Wprowadzenie klauzul w zamówieniach publicznych zwiększy bezpieczeństwo pracowników na rynku pracy oraz spowoduje, że rozstrzyganie przetargów będzie odbywać się w bardziej racjonalny sposób z punktu widzenia społecznego. Partnerzy społeczni zwracają uwagę, że zgodnie z prawem unijnym zamówienia publiczne powinny realizować również interes społeczny.
W październiku 2014 roku weszła w życie nowelizacja ustawy Prawo zamówień publicznych, która poszerzyła katalog klauzul społecznych o wymóg stosowania umów o pracę w zamówieniach publicznych – jeżeli jest to uzasadnione przedmiotem zamówienia lub charakterem wykonywanych czynności.
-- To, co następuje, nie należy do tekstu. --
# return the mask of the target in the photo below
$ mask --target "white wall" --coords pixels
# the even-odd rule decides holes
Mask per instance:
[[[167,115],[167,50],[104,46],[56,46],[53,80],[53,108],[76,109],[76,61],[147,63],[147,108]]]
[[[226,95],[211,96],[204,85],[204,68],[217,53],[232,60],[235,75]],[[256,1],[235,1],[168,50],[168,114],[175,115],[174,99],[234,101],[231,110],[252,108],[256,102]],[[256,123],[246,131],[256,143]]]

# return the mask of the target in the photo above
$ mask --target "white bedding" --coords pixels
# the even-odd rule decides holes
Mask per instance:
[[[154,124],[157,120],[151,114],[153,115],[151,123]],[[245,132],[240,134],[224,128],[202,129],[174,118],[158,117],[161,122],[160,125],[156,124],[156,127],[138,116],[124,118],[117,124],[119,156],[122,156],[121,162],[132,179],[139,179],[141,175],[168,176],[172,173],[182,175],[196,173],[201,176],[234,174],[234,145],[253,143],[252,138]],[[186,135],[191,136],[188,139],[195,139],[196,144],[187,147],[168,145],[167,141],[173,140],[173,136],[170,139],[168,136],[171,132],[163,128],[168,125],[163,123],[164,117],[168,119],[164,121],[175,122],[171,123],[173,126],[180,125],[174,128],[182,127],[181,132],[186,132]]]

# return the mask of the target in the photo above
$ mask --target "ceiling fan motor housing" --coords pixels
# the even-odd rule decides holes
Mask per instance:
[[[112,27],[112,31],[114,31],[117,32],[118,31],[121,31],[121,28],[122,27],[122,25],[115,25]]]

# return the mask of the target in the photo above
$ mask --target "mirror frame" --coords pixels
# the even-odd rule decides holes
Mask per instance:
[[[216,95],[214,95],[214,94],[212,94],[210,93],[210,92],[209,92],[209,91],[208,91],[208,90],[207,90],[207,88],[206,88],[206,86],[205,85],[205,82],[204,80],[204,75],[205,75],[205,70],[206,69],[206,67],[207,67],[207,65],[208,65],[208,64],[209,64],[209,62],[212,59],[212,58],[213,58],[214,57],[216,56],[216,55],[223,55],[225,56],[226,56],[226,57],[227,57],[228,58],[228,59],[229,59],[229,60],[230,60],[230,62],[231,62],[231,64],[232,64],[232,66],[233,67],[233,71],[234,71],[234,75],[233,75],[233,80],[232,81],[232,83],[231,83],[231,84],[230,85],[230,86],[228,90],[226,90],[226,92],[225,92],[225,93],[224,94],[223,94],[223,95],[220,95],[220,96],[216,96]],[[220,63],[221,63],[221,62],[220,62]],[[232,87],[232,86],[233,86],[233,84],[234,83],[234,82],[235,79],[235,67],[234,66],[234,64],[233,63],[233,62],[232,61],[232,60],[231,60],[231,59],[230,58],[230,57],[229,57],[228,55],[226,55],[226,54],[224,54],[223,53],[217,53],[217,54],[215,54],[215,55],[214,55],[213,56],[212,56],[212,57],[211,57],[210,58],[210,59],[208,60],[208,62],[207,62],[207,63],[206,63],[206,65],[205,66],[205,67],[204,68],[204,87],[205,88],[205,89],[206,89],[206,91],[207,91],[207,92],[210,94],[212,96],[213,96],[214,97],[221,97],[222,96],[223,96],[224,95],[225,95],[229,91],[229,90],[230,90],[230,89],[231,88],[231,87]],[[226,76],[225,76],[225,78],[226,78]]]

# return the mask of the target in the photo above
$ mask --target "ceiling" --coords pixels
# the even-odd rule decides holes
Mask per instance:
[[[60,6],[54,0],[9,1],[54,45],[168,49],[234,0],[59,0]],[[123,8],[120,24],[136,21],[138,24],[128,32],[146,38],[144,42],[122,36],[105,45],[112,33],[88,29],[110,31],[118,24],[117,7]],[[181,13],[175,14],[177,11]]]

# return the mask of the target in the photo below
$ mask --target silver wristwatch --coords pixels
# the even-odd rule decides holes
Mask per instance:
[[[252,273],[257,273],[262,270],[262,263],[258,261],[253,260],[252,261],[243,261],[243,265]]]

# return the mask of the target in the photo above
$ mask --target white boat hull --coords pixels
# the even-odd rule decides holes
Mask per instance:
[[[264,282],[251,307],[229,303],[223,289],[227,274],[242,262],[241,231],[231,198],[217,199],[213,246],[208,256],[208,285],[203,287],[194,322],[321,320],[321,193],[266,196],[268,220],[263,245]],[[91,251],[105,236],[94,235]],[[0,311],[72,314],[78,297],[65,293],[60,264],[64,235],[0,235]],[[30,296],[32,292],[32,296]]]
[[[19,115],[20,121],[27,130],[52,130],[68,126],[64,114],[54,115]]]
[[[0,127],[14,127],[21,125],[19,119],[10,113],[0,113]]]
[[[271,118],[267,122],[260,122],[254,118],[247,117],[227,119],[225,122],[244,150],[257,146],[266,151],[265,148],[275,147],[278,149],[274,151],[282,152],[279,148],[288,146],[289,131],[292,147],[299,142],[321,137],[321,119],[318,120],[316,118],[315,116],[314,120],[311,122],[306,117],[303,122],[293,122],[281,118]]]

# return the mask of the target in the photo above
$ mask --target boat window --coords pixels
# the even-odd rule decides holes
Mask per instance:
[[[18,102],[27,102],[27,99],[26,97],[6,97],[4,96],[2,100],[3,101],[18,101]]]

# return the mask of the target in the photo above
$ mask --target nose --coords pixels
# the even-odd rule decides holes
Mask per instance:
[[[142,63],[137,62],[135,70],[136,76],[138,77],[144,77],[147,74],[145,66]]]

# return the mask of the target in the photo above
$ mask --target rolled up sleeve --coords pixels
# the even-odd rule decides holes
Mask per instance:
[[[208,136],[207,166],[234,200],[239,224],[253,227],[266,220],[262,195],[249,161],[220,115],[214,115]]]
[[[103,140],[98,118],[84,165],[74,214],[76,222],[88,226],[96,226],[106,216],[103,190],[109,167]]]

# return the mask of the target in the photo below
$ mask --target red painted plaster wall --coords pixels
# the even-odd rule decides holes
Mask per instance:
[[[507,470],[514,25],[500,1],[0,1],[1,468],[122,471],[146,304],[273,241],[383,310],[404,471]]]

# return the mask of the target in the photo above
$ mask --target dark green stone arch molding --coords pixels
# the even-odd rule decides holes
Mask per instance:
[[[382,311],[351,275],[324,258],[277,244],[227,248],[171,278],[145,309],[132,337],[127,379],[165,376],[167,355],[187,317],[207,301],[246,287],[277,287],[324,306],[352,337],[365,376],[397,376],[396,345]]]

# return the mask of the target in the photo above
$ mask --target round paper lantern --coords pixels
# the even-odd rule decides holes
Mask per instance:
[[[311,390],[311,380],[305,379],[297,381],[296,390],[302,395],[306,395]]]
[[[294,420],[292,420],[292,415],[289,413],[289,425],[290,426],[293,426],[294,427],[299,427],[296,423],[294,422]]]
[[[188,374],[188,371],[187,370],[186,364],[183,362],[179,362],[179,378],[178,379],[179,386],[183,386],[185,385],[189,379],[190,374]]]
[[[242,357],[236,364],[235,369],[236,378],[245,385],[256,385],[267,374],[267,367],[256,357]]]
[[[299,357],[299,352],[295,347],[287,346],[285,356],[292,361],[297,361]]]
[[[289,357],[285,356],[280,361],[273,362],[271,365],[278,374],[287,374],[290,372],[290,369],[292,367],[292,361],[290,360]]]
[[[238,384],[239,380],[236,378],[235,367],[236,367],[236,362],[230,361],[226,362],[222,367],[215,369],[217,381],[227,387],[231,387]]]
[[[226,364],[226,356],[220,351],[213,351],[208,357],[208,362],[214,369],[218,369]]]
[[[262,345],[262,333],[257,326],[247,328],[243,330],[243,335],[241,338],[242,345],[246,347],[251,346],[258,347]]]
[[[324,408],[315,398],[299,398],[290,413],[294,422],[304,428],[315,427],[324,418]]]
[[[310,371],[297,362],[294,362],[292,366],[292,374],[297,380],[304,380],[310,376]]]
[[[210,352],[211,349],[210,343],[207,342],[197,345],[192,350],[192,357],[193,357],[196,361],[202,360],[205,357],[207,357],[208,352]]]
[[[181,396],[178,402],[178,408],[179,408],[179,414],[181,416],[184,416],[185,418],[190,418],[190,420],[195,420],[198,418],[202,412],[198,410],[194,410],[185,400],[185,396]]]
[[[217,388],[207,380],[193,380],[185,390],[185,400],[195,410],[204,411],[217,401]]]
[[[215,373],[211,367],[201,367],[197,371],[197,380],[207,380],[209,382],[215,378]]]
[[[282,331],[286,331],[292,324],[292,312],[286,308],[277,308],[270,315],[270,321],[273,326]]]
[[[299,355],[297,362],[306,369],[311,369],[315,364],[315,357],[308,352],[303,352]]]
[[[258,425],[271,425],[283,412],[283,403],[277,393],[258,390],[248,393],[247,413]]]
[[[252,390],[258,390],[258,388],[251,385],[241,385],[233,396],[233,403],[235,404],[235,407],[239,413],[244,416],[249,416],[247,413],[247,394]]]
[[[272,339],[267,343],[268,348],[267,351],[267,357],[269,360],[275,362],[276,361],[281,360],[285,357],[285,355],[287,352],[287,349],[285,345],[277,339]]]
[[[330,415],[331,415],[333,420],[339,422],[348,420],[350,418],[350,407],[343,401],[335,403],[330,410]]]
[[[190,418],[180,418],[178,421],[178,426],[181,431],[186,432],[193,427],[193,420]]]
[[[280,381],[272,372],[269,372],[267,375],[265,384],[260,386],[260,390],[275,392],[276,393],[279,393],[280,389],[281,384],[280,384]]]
Celem tej zmiany była eliminacja trwającej od wielu lat patologii, gdzie pracodawcy konkurowali między sobą stale obniżając koszty pracy. Doprowadziło to do wypierania umów o pracę umowami cywilnoprawnymi, to zjawisko od 2008 roku było potęgowane przez brak waloryzacji kontraktów w oparciu o rosnące wynagrodzenie minimalne.
Autorzy listu podkreślają, że niemniej istotną kwestią pozostaje uwzględnienie w przetargach publicznych pełnej – zgodnej z intencją ustawodawcy – waloryzacji. Instytucje za absolutnie konieczne uznają, by zamawiający zawsze zakładał w swoich kalkulacjach wynagrodzenia pracowników według stawek brutto. Tylko w takich przypadkach koszt wynagrodzenia obejmować będzie nie tylko kwotę wypłacaną pracownikowi, ale także odprowadzane podatki i składki na ubezpieczenia społeczne po stronie pracodawców.
Jednocześnie partnerzy społeczni apelują o uchwalenie nowej ustawy dotyczacej zamownień publicznych, która ma "kompleksowo uregulować kwestię przeprowadzenia przetargów publicznych" o raz rozpoczęcia konsultacji społecznych z nowo powstała Radą Dialogu Społecznego.